Nowadays, in February and March, it's easy to imagine that the answer to that question could be the PSL. Because the PSL is not so much a T20 league as it is an attempt to recapture some of that old swag and, by the by, hasten the great leap forward in Pakistan's limited-overs game; to help them catch up with the rest of the world, and not, as in the Champions Trophy, pull the world back quixotically to where they have for so long been - playing that '90s-template ODI cricket, where 260 is enough to defend and tough to chase.
And the swag - to use the words of the vlogger of swag, Irfan Junejo - is not coming slow. Hasan Ali has so much of it that it's only a matter of time before its uncontainable force propels him into a major off-field controversy - you can smell that coming, and genuine swag, we all know, is incomplete without controversy.
Shadab Khan has it but in a different, more stable way, that kind of rock-hard inner confidence that would ordinarily be eerie to find in someone so young but is somehow endearing in him.
There's so much more coming. Rumman Raees looks like the kind of guy your mother loves, but with ball in hand he's the one your mother loves, knowwhaddamean?. Fakhar Zaman is wiry and kind of meek but some days, with bat in hand, it's like there's a little Aamer Sohail hiding inside him. And one day Faheem Ashraf's performances will catch up with his swag. There's such a rush of it that even the faux-swag types like Imad Wasim and Ahmed Shehzad can, from certain angles on certain days, pass off as the real thing.
Here's a postscript, though. Learning to swag before you can walk, let alone run or fly, is dangerous. To have as big a corruption scam as the PSL did so early in its life - one that is still rumbling away - should be cause for greater concern than it has been.
Of course this is all a little - a lot - facetious. It's not as if the PSL has produced any of this. It's not even cricket that has done it.
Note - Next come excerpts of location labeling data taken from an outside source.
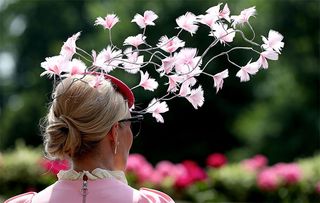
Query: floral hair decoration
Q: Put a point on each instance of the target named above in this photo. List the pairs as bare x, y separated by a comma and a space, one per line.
179, 65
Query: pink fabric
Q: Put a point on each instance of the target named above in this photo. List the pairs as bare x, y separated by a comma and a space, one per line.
103, 190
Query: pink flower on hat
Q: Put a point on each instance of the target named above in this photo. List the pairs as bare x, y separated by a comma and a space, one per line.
69, 47
247, 70
188, 22
147, 19
107, 22
75, 68
170, 45
135, 40
157, 108
222, 32
54, 65
218, 79
147, 83
244, 16
196, 97
108, 59
274, 41
54, 166
219, 14
268, 54
318, 187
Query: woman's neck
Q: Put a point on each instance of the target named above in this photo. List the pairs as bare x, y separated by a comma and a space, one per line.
89, 163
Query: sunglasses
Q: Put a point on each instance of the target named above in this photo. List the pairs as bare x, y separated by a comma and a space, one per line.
135, 124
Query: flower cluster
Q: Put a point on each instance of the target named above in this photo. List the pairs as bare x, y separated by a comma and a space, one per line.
170, 58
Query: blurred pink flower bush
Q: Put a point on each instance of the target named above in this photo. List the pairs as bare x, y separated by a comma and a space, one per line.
165, 172
213, 180
281, 173
255, 163
216, 160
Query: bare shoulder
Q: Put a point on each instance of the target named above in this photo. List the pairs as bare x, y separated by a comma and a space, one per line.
22, 198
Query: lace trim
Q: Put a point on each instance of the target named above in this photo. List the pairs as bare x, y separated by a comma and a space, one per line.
97, 173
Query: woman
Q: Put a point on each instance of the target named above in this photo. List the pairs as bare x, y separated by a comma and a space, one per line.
89, 123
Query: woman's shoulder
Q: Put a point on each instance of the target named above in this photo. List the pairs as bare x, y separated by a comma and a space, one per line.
148, 195
22, 198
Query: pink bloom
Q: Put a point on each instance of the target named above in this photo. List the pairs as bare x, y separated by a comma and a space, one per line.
133, 61
268, 179
135, 40
256, 163
244, 16
224, 13
185, 88
196, 97
107, 59
173, 80
108, 22
139, 166
318, 187
218, 79
188, 22
187, 61
97, 81
274, 41
193, 174
147, 19
216, 160
147, 83
250, 68
268, 54
208, 19
222, 33
170, 45
289, 173
69, 47
55, 166
156, 108
53, 65
75, 68
167, 64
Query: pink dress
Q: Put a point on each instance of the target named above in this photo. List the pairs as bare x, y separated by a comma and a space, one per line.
102, 186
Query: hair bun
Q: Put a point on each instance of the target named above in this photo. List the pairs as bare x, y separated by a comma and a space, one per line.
64, 139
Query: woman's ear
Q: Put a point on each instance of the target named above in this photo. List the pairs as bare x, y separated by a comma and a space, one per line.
113, 133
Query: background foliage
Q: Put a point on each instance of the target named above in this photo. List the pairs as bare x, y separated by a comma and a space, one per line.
275, 114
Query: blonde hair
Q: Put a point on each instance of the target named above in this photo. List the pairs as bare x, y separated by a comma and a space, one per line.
80, 116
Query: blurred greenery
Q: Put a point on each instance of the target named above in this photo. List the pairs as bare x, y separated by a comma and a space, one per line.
22, 169
275, 114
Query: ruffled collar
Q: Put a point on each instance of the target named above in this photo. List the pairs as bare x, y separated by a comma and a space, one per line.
97, 173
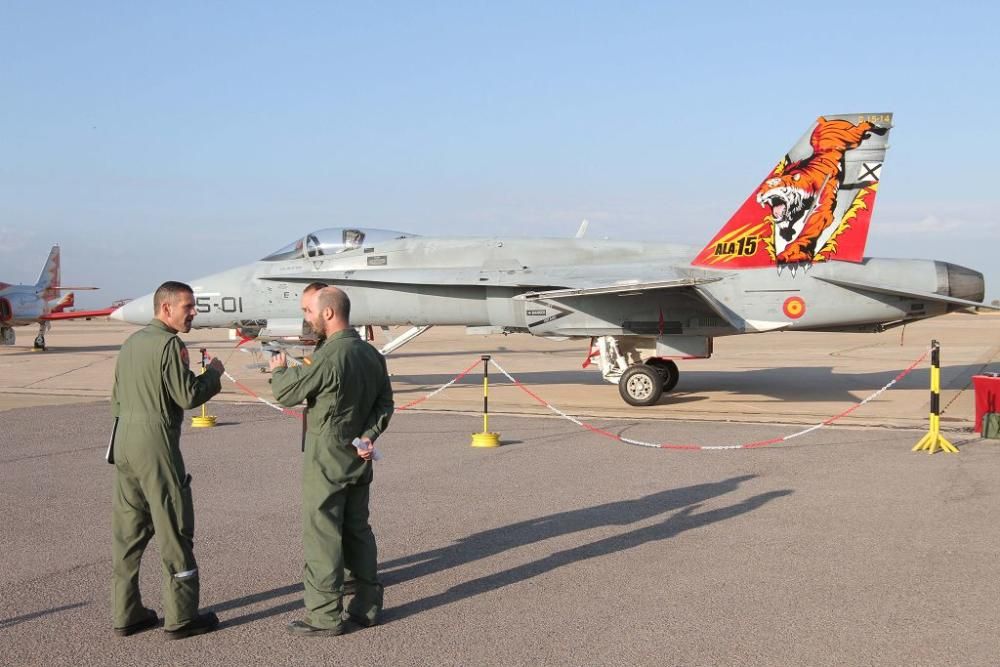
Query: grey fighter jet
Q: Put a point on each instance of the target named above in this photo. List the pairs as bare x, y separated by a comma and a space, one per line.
790, 258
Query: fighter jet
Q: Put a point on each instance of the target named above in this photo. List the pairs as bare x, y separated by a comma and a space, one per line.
790, 258
39, 303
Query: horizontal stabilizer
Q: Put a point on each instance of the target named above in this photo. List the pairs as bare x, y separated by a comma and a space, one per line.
911, 294
457, 276
77, 314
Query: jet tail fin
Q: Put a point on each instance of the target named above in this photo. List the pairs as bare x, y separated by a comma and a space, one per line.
815, 205
49, 280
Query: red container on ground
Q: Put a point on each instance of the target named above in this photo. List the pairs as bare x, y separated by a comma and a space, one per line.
987, 388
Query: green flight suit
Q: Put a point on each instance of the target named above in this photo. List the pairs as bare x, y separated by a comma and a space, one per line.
153, 386
348, 395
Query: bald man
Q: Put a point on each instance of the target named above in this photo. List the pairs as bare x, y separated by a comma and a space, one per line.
348, 395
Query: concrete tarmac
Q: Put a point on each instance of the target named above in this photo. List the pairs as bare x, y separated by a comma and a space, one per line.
560, 547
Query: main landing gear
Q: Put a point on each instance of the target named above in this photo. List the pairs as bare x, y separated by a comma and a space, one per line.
644, 384
39, 344
642, 378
And it's not one thing. But the PSL is giving them the ideal vent to let that swag out, to trial and test it with and against guys like Brendon McCullum or Kieron Pollard.
Sarfraz Ahmed is not a product of the PSL, and you wouldn't look at him and say he has swag necessarily, but him telling Martin Guptill to f*** off recently in New Zealand felt like an articulation of the PSL. If Viv Richards thinks you are the business, after all, of what significance is a Martin Guptill?
Nobody should ever have to use the word "synergy", but, gun to head if one must, then perhaps it is appropriate here. If you are watching the PSL, do yourself a favour and enhance the experience by watching some of the videos around it. In particular, watch the collaboration between Patari Music, Islamabad United and the aforementioned Irfan Junejo (watch his vlogs anyway, PSL or no PSL).
They capture the natural - sorry - synergy between the best expressions of Pakistanica: music, cricket (and sport in general) and pop culture, in the process producing the best visual and aural illustration of this swag. Turn the commentary off if you're watching the PSL on TV and stick this stuff on. It's much more the right soundtrack.
Here's a postscript, though. Learning to swag before you can walk, let alone run or fly, is dangerous. To have as big a corruption scam as the PSL did so early in its life - one that is still rumbling away - should be cause for greater concern than it has been. Swag brings complacency and arrogance, that heady imposter of a feeling that you can do no wrong and nothing can go wrong. It did in the '90s and it can do again.
Otherwise, it's a no-brainer. The swag is returning and even if the results don't, it may not matter. As is one byproduct of all such leagues, international results become less and less relevant. In the PSL, after all, Pakistan always wins. What more do you want?